Domande da interrogazione
- Quali furono le principali conquiste di Ciro il Grande?
- In che modo Ciro il Grande si distinse nella sua politica rispetto agli Assiri?
- Quali furono le conquiste di Cambise e Dario I dopo Ciro il Grande?
Ciro il Grande, re della Persia, conquistò la Media, la Lidia, vasti territori dell'Asia centrale, la Mesopotamia, la Cilicia, la Siria, la Fenicia e la Palestina, creando un impero che si estendeva dalle coste asiatiche dell'Egeo fino al Golfo Persico e all'Oceano Indiano.

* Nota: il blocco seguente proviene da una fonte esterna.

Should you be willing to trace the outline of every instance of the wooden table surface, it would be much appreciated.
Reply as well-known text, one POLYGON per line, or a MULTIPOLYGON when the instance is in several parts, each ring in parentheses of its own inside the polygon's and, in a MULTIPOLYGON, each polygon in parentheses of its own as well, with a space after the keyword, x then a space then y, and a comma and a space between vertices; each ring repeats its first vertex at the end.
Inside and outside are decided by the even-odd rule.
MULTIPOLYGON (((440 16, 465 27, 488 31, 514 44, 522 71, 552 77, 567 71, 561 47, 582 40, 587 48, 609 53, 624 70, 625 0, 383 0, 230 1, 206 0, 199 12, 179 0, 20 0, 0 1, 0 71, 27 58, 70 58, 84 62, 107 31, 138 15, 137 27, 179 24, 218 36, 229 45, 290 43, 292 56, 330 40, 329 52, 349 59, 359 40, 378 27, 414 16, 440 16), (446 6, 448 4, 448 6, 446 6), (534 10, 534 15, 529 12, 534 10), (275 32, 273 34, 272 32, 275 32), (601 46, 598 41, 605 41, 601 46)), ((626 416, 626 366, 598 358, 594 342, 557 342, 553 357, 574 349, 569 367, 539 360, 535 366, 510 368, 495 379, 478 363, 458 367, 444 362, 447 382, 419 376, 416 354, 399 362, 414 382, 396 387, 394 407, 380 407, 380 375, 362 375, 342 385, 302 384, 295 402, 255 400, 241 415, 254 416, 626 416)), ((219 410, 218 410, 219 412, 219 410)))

A differenza degli Assiri, Ciro il Grande mostrò qualità umane e politiche, risparmiando le città conquistate, rispettando i culti tradizionali e liberando prigionieri politici, come gli Ebrei deportati a Babilonia, per ottenere il consenso delle classi dirigenti locali.
Cambise, figlio di Ciro, conquistò l'Egitto e sottomise i Libici e i Greci di Cirene, mentre Dario I, suo successore, ampliò ulteriormente l'impero conquistando la Tracia, rendendo tributaria la Macedonia e assoggettando la valle dell'Indo.